Why London’s Become Obsessed With Persian Food
After a wave of immigration in the 1980s, Persian cooking has taken over England’s capital
Persian kookoo sabzi looks a bit like a frittata that's been attacked by a swarm of herbs: coriander, parsley, fenugreek, or dill, with "a sharp burst of fruit and crunch of walnuts," says Sally Butcher, chef-owner of London's Persepolis shop and café, who describes the dish simply as "wow." It's one of Iran's most popular dishes—except the kookoos that Londoners are eating don't look so much like those that you'd find on any table in Iran.
Persian cuisine is having its day in London right now, but the dishes you’ll find there don’t stick that close to traditional recipes. With inventive add-ins and some change-ups to old-school cooking methods, kookoo and other iconic Persian dishes are becoming something totally new.
"We use a lot of traditional Persian methods, but it's executed in a modern, fresher, lighter manner," explains Soli Zardosht, who mixes ingredients like beetroot, chiles, and sesame into her kookoo at Zardosht (her Broadway Market food stall) and Café Oto, a music club where she and her sister serve an innovative lunch menu. "There's no reason you can't go wild and use whatever you want." And kookoo isn't the only dish that they sisters have played with. "People in Iran are obsessed with pickles," Zardosht says, but she and her sister aren't sweating over the traditional versions that require long fermentations. Instead, they whip up quick pickles for lunch that morning. Persian mint, mango, and garlic. Watermelon radish and orange zest. This is what she dubs "Persian-esque" cuisine.
Except that it’s tricky to mess with a millennia-old cuisine—especially in a foreign city. The Iranian revolution sparked a wave of immigration to London back in the early 1980s, but it’s taken a good 30 years for Iranian recipes and ideas to extend beyond immigrant communities.
“Persians are very protective of Persian recipes,” explains Zardosht, “and they don’t really like to play around with them.” Which is why her stall draws sceptics. “There’s often a sense of, ‘Why are you changing these dishes? They are perfect as they are!’”
But she and her sister earn points with those hardliner customers as soon as they start speaking Farsi. And Londoners with less prescriptivist notions of how Persian food should taste love their dishes.
Why Persian food now? Partly it’s thanks to the children of those immigrants, young people who grew up outside of Iran and who have a different take on the food of their parents’ homeland. Partly it’s because a country that has been closed off to the West for so long is now opening up its cultural borders.

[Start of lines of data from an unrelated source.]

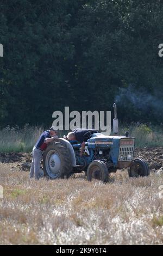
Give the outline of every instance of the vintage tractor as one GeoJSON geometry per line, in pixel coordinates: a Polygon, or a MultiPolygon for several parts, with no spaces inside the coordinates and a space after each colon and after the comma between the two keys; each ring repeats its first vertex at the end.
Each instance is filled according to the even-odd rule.
{"type": "Polygon", "coordinates": [[[146,160],[134,160],[135,139],[133,137],[116,135],[118,132],[116,105],[114,105],[114,136],[100,133],[89,135],[86,149],[80,156],[81,144],[59,138],[51,143],[43,154],[43,166],[45,175],[49,179],[69,178],[71,174],[84,171],[87,179],[108,181],[109,174],[117,169],[128,168],[130,177],[148,176],[149,169],[146,160]]]}

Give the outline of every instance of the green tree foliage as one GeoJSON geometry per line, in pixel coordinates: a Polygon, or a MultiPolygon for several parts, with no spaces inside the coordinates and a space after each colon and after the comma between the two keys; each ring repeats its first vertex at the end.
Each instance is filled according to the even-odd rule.
{"type": "Polygon", "coordinates": [[[163,122],[162,3],[1,0],[0,125],[51,124],[65,106],[115,100],[124,121],[163,122]]]}

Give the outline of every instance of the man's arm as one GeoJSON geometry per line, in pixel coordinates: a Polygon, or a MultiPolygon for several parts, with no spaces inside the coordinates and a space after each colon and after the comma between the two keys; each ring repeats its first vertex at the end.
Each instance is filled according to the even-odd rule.
{"type": "Polygon", "coordinates": [[[80,151],[80,156],[83,156],[83,154],[84,149],[85,149],[85,142],[84,141],[84,142],[82,142],[82,143],[81,144],[81,151],[80,151]]]}

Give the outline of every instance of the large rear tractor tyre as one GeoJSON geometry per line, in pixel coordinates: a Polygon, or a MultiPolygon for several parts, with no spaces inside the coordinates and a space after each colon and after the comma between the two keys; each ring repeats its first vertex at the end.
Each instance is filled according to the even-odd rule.
{"type": "Polygon", "coordinates": [[[135,159],[128,169],[129,177],[144,177],[149,176],[149,168],[147,161],[141,157],[135,159]]]}
{"type": "Polygon", "coordinates": [[[108,169],[104,162],[95,160],[89,166],[87,169],[87,179],[91,181],[93,179],[102,180],[104,183],[108,181],[108,169]]]}
{"type": "Polygon", "coordinates": [[[43,168],[46,176],[52,180],[68,178],[72,167],[68,149],[60,142],[51,143],[43,153],[43,168]]]}

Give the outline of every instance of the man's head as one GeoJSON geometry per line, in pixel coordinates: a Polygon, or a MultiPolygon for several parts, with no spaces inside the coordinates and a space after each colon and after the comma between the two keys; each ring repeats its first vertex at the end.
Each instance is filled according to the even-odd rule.
{"type": "Polygon", "coordinates": [[[49,129],[49,131],[51,136],[53,137],[57,135],[57,131],[55,127],[51,127],[51,128],[49,129]]]}
{"type": "Polygon", "coordinates": [[[68,141],[76,141],[76,140],[75,134],[73,132],[68,132],[67,136],[67,138],[68,139],[68,141]]]}

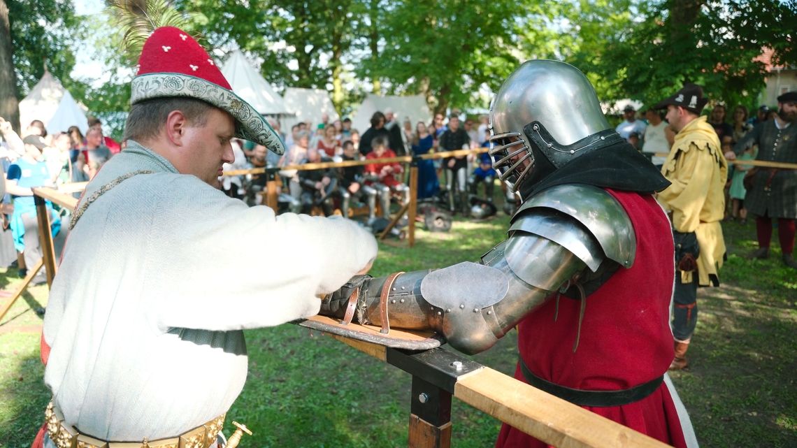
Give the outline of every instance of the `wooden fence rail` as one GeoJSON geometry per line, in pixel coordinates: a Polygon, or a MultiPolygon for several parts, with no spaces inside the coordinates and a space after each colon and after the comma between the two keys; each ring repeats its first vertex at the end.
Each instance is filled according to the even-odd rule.
{"type": "MultiPolygon", "coordinates": [[[[49,199],[74,211],[77,199],[61,190],[33,189],[39,215],[39,234],[49,234],[49,199]]],[[[24,291],[42,265],[49,269],[48,283],[56,273],[52,238],[41,238],[44,257],[29,272],[24,291]]],[[[16,297],[0,310],[0,319],[16,297]]],[[[482,366],[469,359],[434,348],[410,352],[333,336],[375,358],[412,375],[409,445],[413,448],[450,447],[451,397],[453,396],[499,420],[559,448],[664,448],[666,445],[622,425],[547,394],[525,383],[482,366]]]]}

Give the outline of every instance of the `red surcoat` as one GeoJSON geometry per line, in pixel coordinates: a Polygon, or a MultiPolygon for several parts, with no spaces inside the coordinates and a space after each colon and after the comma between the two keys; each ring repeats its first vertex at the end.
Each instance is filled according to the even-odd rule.
{"type": "MultiPolygon", "coordinates": [[[[615,391],[661,376],[673,360],[669,302],[674,261],[669,222],[650,195],[607,190],[630,217],[637,252],[630,269],[620,268],[587,298],[578,348],[573,344],[580,303],[562,296],[548,300],[518,324],[518,350],[537,376],[567,387],[615,391]]],[[[520,368],[515,378],[524,380],[520,368]]],[[[674,446],[685,446],[677,411],[665,383],[646,398],[618,407],[583,407],[674,446]]],[[[496,446],[547,444],[508,425],[496,446]]]]}

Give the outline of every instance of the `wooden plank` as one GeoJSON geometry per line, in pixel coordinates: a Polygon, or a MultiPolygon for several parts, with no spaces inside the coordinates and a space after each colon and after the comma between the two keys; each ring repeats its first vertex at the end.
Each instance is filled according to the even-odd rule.
{"type": "Polygon", "coordinates": [[[75,211],[75,208],[77,207],[77,199],[69,193],[47,187],[37,187],[32,190],[37,196],[48,199],[53,204],[58,204],[69,211],[75,211]]]}
{"type": "MultiPolygon", "coordinates": [[[[446,157],[460,157],[462,155],[468,155],[470,154],[481,154],[482,152],[487,152],[489,150],[487,148],[477,148],[477,149],[457,149],[456,151],[446,151],[442,152],[430,152],[429,154],[423,154],[418,155],[418,159],[423,160],[434,159],[445,159],[446,157]]],[[[412,161],[411,155],[399,155],[397,157],[384,157],[382,159],[371,159],[368,160],[344,160],[342,162],[319,162],[317,163],[303,163],[301,165],[287,165],[285,167],[280,167],[280,170],[296,170],[296,171],[308,171],[308,170],[322,170],[325,168],[344,168],[346,167],[359,167],[361,165],[368,165],[370,163],[406,163],[412,161]]],[[[230,170],[229,171],[224,171],[222,175],[230,176],[230,175],[259,175],[265,172],[265,168],[249,168],[248,170],[230,170]]]]}
{"type": "Polygon", "coordinates": [[[340,340],[340,342],[359,350],[363,353],[368,355],[379,360],[380,361],[387,360],[387,348],[384,345],[379,345],[379,344],[371,344],[370,342],[365,342],[362,340],[357,340],[355,339],[351,339],[348,337],[344,337],[342,336],[333,335],[331,333],[324,333],[332,336],[333,338],[340,340]]]}
{"type": "Polygon", "coordinates": [[[454,396],[559,448],[669,446],[489,367],[461,376],[454,396]]]}
{"type": "Polygon", "coordinates": [[[415,246],[415,214],[418,213],[418,167],[410,167],[410,210],[407,232],[410,247],[415,246]]]}
{"type": "Polygon", "coordinates": [[[58,191],[61,191],[61,193],[82,192],[86,189],[87,185],[88,185],[88,182],[70,182],[69,183],[62,183],[58,186],[58,191]]]}
{"type": "Polygon", "coordinates": [[[39,269],[41,269],[43,265],[44,259],[41,259],[39,260],[39,262],[36,263],[35,266],[28,268],[28,274],[26,275],[25,278],[22,280],[22,284],[19,285],[19,288],[18,288],[16,291],[14,291],[14,295],[11,296],[11,298],[10,298],[7,302],[6,302],[6,305],[2,305],[2,308],[0,308],[0,320],[2,320],[3,316],[6,316],[8,310],[11,309],[11,305],[14,305],[14,302],[17,301],[17,299],[22,297],[22,293],[28,289],[28,285],[30,284],[33,277],[36,276],[36,274],[39,272],[39,269]]]}
{"type": "Polygon", "coordinates": [[[41,260],[47,276],[47,287],[53,286],[55,277],[55,247],[53,245],[53,232],[50,230],[49,210],[47,202],[40,196],[34,196],[36,202],[36,219],[38,222],[39,245],[41,247],[41,260]]]}

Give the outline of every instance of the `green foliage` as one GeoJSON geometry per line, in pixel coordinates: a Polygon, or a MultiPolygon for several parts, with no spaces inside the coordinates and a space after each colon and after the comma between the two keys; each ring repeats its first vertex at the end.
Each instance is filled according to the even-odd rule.
{"type": "Polygon", "coordinates": [[[652,104],[694,82],[730,107],[754,106],[767,73],[758,59],[764,48],[775,62],[797,65],[787,25],[797,22],[793,2],[607,0],[582,8],[579,36],[587,45],[574,60],[603,80],[603,97],[652,104]],[[626,10],[634,14],[616,22],[615,11],[626,10]]]}
{"type": "MultiPolygon", "coordinates": [[[[388,82],[394,94],[423,93],[436,112],[469,105],[486,84],[497,89],[520,62],[516,32],[535,28],[532,2],[437,0],[386,5],[379,54],[363,74],[388,82]]],[[[482,107],[487,104],[479,104],[482,107]]]]}
{"type": "Polygon", "coordinates": [[[78,26],[72,2],[6,0],[6,4],[18,99],[22,99],[39,81],[45,66],[68,89],[81,90],[69,76],[75,66],[77,45],[73,37],[78,26]]]}

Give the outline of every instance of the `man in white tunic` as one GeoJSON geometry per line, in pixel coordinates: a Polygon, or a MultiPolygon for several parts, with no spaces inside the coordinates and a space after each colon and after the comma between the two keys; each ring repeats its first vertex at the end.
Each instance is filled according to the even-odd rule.
{"type": "Polygon", "coordinates": [[[284,147],[191,37],[156,29],[139,64],[127,148],[81,198],[50,293],[45,446],[208,448],[246,379],[241,330],[316,314],[376,256],[348,220],[218,190],[233,137],[284,147]]]}

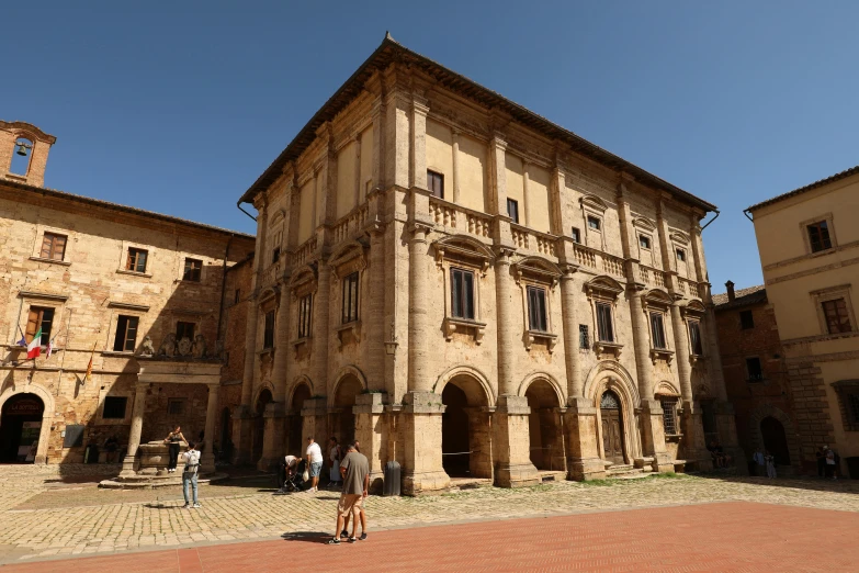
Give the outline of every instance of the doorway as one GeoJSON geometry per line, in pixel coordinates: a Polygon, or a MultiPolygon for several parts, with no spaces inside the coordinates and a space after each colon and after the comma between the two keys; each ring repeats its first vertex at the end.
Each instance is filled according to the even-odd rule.
{"type": "Polygon", "coordinates": [[[45,405],[35,394],[18,394],[0,414],[0,462],[33,463],[45,405]]]}
{"type": "Polygon", "coordinates": [[[600,418],[602,419],[602,451],[606,461],[615,464],[626,463],[623,458],[623,415],[620,398],[611,390],[607,390],[600,400],[600,418]]]}
{"type": "Polygon", "coordinates": [[[776,458],[776,465],[790,465],[790,449],[784,426],[772,416],[760,420],[760,435],[764,438],[764,448],[776,458]]]}

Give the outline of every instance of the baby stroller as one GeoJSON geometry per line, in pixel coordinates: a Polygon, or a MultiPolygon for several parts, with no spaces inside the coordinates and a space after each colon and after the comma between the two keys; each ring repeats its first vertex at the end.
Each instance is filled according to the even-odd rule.
{"type": "Polygon", "coordinates": [[[304,470],[307,464],[304,460],[299,461],[297,465],[293,468],[286,468],[286,462],[281,460],[278,469],[278,486],[280,490],[278,493],[285,494],[292,492],[301,492],[304,490],[304,470]]]}

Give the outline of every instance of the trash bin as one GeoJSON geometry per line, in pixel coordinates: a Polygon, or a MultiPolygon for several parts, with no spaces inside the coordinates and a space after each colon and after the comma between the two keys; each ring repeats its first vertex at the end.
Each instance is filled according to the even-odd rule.
{"type": "Polygon", "coordinates": [[[847,461],[847,471],[850,472],[851,480],[859,480],[859,456],[845,458],[847,461]]]}
{"type": "Polygon", "coordinates": [[[385,464],[385,483],[382,495],[399,495],[399,463],[389,461],[385,464]]]}

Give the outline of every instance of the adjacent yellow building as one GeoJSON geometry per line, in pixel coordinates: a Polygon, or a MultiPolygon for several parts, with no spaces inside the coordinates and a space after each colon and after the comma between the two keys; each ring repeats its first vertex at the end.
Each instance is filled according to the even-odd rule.
{"type": "Polygon", "coordinates": [[[784,348],[802,457],[813,465],[823,445],[843,460],[859,456],[859,166],[746,211],[784,348]]]}

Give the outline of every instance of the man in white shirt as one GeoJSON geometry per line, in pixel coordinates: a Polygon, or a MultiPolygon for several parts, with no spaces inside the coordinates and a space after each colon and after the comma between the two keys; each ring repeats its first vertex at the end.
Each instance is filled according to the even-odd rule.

And then there’s the growing league of ambassadors for Persian cuisine around the British capital, all of which is making this growth and development more than just a flash in the proverbial pan.
As the British-Iranian chef Sabrina Ghayour says, this new wave of London Persian is not "grandma's home-cooked meal." Named "the Golden Girl of Persian cookery" by the London Observer, Ghayour has turned her Iranian pop-up cafés, classes, and catering into a bestselling cookbook, Persiana.
When I ask Ghayour just how by-the-book her approach is, she laughs, saying that she's “reproducing classic recipes but torched the book.” She takes a dish, tests it, and then simplifies and substitutes and encourages home cooks not to get hung up on the dogma. Instead of worrying over hard-to-source ingredients like dried limes, add an extra squeeze of lemon juice, she suggests.
Sally Butcher is another leader in Persian cuisine's London takeover. In the Peckham neighborhood on the southern edge of the city, the native Brit who married into the cuisine bakes her kookoo batter in muffin tins like a miniature Yorkshire pudding. Come another day, and you'll find her adding less traditional ingredients, such as cauliflower or butternut squash, into the eggy mix. As the author of several cookbooks, including the playfully named Veggiestan and Snackistan, she jokes with pitch-perfect dry British wit that Iran is "not just Persian cats and carpets and mullahs." It's also food, which can evolve and adapt.
That evolution doesn’t show signs of slowing down. “It’s not just a trend anymore,” says Ghayour. “This is something that people respect and understand is here to stay.”